Just more than two years ago Burch, now 28, landed at Nashville’s Bastion thanks to a tasting group connection. Today, as Bastion’s wine director, he’s responsible for a wine program that has to flex regularly: the 24-seat restaurant’s menu is built around a choose-your-own-adventure theme. Every night, diners choose from a bingo card style menu (no one yells bingo, we should mention) until they’ve designed a personalized five-course meal. And Burch, he has to pair it all. His solution? The Fly Blind: A set of wines curated to work with everything from raw oysters with horseradish to sweet corn with country ham.
What’s the Fly Blind?
Our menu, the choose-your-own-adventure tasting menu, is a bit of a different experience.
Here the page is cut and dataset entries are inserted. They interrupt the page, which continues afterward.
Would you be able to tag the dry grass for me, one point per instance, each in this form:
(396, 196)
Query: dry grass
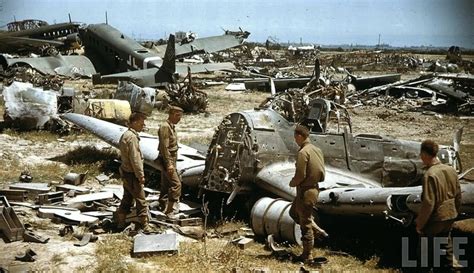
(112, 253)
(212, 255)
(35, 136)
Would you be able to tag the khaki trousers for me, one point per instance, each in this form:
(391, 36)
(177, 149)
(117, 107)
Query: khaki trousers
(301, 211)
(133, 191)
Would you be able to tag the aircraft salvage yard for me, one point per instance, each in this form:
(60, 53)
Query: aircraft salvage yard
(367, 109)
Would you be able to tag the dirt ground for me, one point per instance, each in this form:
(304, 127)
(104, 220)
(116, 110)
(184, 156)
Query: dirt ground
(49, 157)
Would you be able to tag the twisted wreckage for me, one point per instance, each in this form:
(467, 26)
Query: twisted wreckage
(253, 153)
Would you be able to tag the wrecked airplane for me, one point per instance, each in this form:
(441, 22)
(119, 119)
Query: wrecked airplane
(445, 93)
(114, 52)
(27, 107)
(253, 152)
(39, 35)
(70, 66)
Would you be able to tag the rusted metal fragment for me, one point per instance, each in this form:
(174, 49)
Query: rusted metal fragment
(141, 99)
(15, 195)
(50, 197)
(153, 244)
(70, 66)
(90, 197)
(76, 189)
(10, 225)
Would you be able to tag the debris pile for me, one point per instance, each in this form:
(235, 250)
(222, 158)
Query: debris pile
(27, 74)
(445, 93)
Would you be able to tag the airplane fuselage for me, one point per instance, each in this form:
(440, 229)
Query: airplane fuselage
(118, 52)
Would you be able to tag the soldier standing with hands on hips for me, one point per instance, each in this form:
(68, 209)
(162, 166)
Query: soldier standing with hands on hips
(170, 189)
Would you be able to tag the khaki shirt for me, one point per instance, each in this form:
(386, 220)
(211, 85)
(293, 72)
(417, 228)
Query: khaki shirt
(441, 195)
(168, 143)
(309, 166)
(130, 153)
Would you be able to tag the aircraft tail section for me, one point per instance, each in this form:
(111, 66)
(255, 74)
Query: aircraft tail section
(168, 68)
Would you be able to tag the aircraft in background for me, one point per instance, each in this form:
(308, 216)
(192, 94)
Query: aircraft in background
(118, 57)
(38, 36)
(253, 153)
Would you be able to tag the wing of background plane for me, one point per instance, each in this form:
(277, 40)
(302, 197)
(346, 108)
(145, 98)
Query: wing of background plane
(18, 42)
(204, 45)
(190, 163)
(146, 77)
(62, 65)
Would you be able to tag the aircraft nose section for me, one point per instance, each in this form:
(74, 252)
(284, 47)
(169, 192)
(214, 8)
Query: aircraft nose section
(229, 155)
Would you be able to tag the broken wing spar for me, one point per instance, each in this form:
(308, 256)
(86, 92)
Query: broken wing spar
(190, 163)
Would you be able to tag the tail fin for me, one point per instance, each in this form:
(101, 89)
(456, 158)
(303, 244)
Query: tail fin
(457, 139)
(168, 67)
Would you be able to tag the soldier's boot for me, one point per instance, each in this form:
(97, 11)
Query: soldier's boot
(119, 219)
(144, 225)
(306, 256)
(162, 204)
(318, 230)
(172, 209)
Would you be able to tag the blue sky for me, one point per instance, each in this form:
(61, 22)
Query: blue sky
(399, 22)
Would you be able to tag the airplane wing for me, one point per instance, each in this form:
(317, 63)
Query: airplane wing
(146, 77)
(204, 45)
(190, 163)
(347, 194)
(62, 65)
(19, 42)
(276, 178)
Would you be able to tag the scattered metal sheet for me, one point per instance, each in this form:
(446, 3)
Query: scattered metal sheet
(235, 87)
(10, 225)
(76, 189)
(153, 244)
(50, 197)
(371, 81)
(49, 211)
(28, 256)
(86, 238)
(33, 189)
(15, 195)
(102, 178)
(141, 99)
(243, 243)
(70, 66)
(91, 197)
(29, 236)
(75, 218)
(75, 178)
(98, 214)
(27, 107)
(117, 190)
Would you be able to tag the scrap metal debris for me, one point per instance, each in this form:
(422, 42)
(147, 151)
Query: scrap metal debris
(186, 96)
(445, 93)
(27, 107)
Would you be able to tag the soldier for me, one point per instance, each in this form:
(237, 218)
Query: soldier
(132, 173)
(170, 189)
(440, 204)
(309, 171)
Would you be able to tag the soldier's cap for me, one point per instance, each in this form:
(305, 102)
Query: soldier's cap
(175, 108)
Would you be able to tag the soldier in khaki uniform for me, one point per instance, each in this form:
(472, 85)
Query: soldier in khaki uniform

We set up a menu that looks like a bingo card. There are three options per five rows, with each row acting as a course, sort of. The objective is to pick one out of each row and you end up with a five-course meal. With all those different paths, it’s borderline impossible to run direct dish-by dish pairings. Instead, I’ll put down two wines with the first two courses, and repeat the process for the third and fourth course. So people get to play around.
The most satisfying experience was one table of four. One guy said wine A poured amazing with dish C; another guy said “what? No, wine B paired way better with dish C.” All these different people having different experiences at the same table. It was a lot of fun.
A pét-nat among your bestselling bottles?
That was a surprising twist. It’s a combination of trust, then price point. Pét-nats are a little bit different, and they are also at a much more approachable price point. I don’t have a ton of budget Champagne-method bottles on the list. Pét-nats are fun and an interesting thing to push people into.